One thing that interest me is that we recommended to the client to remove the tress and they were going to move them (they were the city),  My main concern was the tree growth and initially it was no problem, but within two years (they didn't move the trees), the trees have reached the height of the antennas and the bridge no longer can be used.

That's my story George:)

Hall of Fame Super Gold

Nice one, George.

New Member

Thanks George! What a great and valuable post!

By the way, what kind of packet analyzer you are using? To see these statistics on WiFi?

All credit goes to Tim ..

The software used was AirMagnet Analyzer

New Member

I thought everybody did this already...

That being said, I will share a few other tricks I have used over the last 10 years... Your mileage may vary.

In many cases the shots are so far away you cannot see the antenna on the other side.

My farthest shot has been 17 miles across a lake where the other side was not even visable.

Many shots are in the 7 to 10 mile range across the narrow portion of the lake.

When this is the case a couple things to have in your kit are:

a common compass... like the boy scout variety.

GPS mapping software for your PC, I use Delorme.

The little GPS USB device for your PC.

An Inclineometer or the Android app on your phone.

PCI wireless card with an external mmcx connector and pigtail to SMA or Type N or whatever is on your antenna.

Network Stumbler software and PC headphones.

A bore sight fabricated from a 6" piece of 3/8' copper tubing and a wood block.

A good pair of Binoculars and a tripod to try and spot your antenna on the other side.

I have a nice pair of Pentax.

If the distance is relatively close you can use your fabricated bore sight.

Drill a perpendicular 3/8" hole through your small block of wood... get it right on.

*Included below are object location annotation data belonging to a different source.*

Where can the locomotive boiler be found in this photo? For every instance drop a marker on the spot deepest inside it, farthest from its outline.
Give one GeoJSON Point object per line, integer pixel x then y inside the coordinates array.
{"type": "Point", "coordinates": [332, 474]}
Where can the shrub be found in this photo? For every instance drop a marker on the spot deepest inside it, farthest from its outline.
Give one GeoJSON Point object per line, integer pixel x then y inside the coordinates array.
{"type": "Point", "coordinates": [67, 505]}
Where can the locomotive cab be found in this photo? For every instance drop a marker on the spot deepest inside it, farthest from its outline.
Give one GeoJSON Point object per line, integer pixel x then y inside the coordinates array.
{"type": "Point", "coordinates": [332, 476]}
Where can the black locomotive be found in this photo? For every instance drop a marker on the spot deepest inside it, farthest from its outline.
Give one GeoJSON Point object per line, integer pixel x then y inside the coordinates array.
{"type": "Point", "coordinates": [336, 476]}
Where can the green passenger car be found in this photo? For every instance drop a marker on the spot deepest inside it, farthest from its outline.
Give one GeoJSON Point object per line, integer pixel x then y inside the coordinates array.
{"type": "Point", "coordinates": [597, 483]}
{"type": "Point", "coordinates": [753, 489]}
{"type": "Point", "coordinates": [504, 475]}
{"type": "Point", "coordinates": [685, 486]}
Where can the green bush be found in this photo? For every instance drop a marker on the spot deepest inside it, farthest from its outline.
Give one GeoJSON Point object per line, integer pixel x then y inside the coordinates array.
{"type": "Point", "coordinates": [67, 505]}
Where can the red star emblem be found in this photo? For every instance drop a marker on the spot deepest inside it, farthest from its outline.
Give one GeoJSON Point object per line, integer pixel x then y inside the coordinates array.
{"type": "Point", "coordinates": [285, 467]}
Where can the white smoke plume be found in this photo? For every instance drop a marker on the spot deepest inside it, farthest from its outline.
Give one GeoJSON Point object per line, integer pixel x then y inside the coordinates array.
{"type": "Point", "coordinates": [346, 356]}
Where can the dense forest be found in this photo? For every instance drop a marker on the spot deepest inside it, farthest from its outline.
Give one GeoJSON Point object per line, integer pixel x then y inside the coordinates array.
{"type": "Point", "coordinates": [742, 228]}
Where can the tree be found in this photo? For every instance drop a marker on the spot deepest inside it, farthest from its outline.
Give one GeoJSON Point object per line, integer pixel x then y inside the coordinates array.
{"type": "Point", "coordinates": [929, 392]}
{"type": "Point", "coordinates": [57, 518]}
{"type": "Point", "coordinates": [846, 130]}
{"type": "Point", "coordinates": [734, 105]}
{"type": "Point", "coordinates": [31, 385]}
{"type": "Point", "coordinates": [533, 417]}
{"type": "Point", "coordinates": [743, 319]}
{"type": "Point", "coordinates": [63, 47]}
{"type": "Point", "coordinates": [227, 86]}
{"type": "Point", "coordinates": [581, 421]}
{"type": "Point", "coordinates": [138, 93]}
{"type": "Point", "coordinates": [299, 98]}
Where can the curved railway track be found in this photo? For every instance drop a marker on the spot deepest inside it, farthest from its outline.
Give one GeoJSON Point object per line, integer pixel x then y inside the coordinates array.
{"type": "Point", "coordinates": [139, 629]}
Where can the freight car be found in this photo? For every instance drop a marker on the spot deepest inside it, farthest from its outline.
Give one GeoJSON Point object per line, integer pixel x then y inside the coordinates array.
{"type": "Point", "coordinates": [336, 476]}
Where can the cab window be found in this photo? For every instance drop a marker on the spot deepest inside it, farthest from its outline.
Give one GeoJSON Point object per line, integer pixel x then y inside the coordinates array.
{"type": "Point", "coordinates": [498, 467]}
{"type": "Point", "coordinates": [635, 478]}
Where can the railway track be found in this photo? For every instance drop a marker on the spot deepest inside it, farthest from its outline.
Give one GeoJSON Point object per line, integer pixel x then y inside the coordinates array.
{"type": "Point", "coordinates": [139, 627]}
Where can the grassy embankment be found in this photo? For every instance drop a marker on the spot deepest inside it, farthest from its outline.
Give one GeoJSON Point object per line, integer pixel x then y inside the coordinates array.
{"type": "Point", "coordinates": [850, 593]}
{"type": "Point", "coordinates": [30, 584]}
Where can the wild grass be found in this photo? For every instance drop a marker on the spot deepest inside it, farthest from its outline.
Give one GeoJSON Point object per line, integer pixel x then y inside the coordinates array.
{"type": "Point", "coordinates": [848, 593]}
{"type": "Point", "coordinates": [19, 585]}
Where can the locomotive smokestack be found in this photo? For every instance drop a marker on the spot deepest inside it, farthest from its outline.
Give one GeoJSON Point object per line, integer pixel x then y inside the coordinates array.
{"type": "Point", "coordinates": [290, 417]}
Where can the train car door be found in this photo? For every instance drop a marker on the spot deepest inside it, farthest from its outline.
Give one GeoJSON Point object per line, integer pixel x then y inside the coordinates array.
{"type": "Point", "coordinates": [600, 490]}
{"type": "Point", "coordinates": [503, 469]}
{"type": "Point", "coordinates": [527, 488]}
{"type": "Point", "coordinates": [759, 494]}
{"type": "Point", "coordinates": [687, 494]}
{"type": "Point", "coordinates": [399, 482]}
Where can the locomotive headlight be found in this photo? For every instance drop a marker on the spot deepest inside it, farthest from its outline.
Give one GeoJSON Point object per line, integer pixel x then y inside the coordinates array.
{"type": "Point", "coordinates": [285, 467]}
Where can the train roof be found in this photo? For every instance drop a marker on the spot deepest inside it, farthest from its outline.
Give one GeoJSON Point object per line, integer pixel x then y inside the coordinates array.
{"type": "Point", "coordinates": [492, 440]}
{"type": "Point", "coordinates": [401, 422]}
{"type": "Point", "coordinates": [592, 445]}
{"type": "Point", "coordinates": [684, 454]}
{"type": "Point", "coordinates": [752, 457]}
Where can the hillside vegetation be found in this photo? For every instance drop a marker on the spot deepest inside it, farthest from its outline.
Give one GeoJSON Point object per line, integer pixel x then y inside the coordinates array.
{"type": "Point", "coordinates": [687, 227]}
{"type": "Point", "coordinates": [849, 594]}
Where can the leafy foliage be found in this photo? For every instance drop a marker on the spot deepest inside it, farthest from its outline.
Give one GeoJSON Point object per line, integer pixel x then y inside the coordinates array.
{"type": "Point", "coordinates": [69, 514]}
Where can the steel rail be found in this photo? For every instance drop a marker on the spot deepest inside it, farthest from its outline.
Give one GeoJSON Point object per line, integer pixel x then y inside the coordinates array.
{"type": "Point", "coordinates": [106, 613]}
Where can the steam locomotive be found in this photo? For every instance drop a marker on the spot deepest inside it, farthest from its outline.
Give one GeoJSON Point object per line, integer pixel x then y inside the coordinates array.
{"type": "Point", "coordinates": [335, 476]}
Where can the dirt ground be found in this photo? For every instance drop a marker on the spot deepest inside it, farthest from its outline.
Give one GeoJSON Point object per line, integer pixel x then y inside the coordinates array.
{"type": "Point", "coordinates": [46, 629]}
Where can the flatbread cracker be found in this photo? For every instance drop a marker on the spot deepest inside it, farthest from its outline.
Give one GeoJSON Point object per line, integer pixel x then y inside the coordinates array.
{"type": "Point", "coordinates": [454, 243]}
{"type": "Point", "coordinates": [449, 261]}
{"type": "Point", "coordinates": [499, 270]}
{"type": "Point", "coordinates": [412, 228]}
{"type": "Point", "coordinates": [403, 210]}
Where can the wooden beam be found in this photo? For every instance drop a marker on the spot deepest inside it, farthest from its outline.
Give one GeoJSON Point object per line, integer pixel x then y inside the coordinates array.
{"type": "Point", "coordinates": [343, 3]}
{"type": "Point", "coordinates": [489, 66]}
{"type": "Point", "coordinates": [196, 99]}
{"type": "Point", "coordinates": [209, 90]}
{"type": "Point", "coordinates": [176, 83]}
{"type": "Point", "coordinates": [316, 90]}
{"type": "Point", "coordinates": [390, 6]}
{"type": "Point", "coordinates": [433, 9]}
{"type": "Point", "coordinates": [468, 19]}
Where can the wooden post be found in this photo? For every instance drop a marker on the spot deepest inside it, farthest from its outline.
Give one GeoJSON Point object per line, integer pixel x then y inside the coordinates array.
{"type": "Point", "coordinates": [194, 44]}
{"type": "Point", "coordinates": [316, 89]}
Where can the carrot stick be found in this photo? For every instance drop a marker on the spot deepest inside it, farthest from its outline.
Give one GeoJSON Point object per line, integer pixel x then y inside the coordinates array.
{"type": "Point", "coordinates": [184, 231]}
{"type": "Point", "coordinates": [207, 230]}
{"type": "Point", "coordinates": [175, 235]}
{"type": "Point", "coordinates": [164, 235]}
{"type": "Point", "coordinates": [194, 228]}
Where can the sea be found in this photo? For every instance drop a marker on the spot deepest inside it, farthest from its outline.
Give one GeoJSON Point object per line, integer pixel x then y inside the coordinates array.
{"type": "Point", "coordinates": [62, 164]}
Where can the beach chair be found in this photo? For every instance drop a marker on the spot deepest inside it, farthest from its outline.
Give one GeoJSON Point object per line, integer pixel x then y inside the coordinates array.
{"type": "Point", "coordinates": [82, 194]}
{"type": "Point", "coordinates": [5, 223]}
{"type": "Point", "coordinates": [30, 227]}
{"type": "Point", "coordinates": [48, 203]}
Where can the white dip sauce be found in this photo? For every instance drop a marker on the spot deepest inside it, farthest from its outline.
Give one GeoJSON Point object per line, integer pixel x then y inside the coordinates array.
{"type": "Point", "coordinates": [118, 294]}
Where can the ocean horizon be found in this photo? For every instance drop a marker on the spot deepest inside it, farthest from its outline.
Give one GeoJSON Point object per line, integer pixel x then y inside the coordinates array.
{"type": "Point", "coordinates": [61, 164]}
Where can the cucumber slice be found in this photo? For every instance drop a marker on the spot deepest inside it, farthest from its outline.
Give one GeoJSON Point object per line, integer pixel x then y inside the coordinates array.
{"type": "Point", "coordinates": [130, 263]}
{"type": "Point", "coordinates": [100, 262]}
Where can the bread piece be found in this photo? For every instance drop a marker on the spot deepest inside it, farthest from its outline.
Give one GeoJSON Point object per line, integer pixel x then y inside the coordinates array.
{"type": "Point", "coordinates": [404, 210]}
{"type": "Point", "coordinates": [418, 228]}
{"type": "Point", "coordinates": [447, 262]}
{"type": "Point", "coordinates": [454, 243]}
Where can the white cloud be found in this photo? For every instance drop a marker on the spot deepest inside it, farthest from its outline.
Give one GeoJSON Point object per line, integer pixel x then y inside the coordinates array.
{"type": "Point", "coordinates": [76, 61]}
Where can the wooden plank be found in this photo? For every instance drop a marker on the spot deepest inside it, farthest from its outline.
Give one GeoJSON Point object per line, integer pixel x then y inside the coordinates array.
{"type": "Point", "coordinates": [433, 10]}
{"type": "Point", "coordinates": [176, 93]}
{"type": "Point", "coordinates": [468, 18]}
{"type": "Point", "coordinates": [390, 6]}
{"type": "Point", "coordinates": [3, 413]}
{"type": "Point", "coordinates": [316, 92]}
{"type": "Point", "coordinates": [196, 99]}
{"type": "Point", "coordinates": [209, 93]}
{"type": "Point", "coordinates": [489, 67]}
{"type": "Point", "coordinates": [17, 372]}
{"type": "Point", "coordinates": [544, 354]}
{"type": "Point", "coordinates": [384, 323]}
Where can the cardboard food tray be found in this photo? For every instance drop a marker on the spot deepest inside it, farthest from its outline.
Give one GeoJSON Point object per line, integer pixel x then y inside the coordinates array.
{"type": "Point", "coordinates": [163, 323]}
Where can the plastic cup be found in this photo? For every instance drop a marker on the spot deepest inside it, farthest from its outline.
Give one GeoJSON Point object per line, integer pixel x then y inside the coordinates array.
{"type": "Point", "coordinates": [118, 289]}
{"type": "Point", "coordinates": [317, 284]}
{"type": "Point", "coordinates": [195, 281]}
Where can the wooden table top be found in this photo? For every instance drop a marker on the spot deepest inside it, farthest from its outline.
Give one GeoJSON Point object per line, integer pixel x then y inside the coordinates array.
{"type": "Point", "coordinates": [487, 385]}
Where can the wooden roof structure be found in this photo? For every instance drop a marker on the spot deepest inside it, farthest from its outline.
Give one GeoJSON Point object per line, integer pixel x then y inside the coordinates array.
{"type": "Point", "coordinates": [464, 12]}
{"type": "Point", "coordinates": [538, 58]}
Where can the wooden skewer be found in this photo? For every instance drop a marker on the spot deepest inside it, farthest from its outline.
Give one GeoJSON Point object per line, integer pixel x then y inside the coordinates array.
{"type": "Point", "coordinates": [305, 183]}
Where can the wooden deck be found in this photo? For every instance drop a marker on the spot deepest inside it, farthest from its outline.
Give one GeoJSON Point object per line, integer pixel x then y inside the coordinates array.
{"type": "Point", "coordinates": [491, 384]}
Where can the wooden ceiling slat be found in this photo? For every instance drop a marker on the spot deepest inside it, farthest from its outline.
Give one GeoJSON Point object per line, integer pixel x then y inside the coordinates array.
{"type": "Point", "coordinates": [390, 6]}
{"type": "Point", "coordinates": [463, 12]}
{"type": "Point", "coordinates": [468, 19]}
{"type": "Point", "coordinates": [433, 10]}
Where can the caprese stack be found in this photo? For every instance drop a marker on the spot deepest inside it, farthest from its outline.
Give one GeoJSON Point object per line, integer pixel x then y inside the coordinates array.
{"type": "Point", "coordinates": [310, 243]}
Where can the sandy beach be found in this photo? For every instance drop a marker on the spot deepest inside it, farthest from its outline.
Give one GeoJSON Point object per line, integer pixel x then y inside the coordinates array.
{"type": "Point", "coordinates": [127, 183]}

I used a drill press.

Now insert the copper tube through the hole.

You can now place the wood block against a flat surface on the antenna at 90 degrees so the bore sight is aimed at the other side.

This will help aid with both azimuth and incline. Move the antenna until you sight the other side. This is just the start.

In some cases you cannot see the other side even with the Pentax... so,

At each location during the site survey use the GPS mapping software to pinpoint your position on the map.

With both points marked, The software will calculate an azimuth from each antenna to the other.

The Delorme software can also calculate the angle of incline. This was necessary for me since one of my towers was on the side of a mountain and significantly higher than the other.

Since I was using dish antennas, I put a piece of wood or aluminum or other flat surface across the dish of the antenna perpendicular to the business end. Now you have a good flat surface to set your compass against.

Place your compass against the flat surface and rotate the antenna until you get the correct azimuth.

Put your incline meter on the same surface and do the same.

This will at least get you into the ball park so you can move on to the next step.

The problem I had at the lake was multipath due to reflection off the water surface.

Connect up your PC with the PCI card and external mmcx connector to the antenna and fire up network stumbler.

Turn on the audible feature so you can hear it ping. I carried all this in a small summit pack so I could work hands free.

Use headphones to help hear well and you will not need to look at any meters or graphs or lights.

Now simply move the first antenna very slightly in each direction until you hear the highest pitch tone pinging.

Have your counterpart on the other side do the same.

Now just to be spot on I would repeat that process again one more time... each side.

When you get each side pinging with the highest pitch tone simply reconnect your antenna to the AP or client device.